Gilson called this report and Bhullar’s work an opportunity to generate basic observations about what’s happening in our community. He recalled the so-called Dickey Amendment from 1996 which drastically reduced federal funding for gun research for about two decades.

“If you tell me out of the gate your funding or your employment is on the line potentially if you’re doing unpopular research — whatever that means — well, that’s a big problem because I’m trying to come up with policy in the absence of genuine data,” Gilson said. “I have to say, hats off to my county executive, I didn’t worry about my job generating this data. When we talked about it he said this is important information. It’s agnostic data. It’s information.

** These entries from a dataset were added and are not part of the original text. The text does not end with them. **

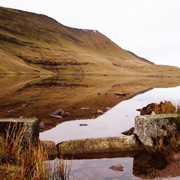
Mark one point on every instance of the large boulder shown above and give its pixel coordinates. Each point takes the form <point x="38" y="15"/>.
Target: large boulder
<point x="149" y="128"/>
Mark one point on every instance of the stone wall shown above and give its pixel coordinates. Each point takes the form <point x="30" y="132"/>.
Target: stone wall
<point x="149" y="128"/>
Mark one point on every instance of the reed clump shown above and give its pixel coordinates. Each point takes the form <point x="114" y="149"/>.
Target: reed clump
<point x="26" y="160"/>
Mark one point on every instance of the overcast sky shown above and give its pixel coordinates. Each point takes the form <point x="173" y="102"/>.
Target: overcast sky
<point x="149" y="28"/>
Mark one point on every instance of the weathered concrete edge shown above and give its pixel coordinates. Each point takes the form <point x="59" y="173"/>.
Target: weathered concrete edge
<point x="100" y="145"/>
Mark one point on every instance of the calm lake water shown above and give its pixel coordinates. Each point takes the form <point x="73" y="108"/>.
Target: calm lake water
<point x="111" y="124"/>
<point x="40" y="97"/>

It informs policy.”

Jay Dickey, the Republican Arkansas Congressman for whom the amendment was named, expressed regret for his role in the namesake funding provision, and Congress has since allowed for further gun research.

With that federal change, and local efforts, Gilson expressed optimism that new data and more open discussion may lead to better policy.

But Gilson also said he is concerned about “crisis fatigue” among the general population, especially at a time when some members of the public have their own concerns about guidelines from public health officials.

“[People might say] we’ve been in an opiate crisis, then we had the pandemic, now you’re telling me there’s a firearms crisis — well what’s really changing here? Well, things are changing here,” Gilson said. “This speaks to a very fundamentally different problem, and I hope we don’t get to that fatigue, or we feel polarized enough that we can say that this is same old, same old.”

“It is not,” he said. “By any measure.”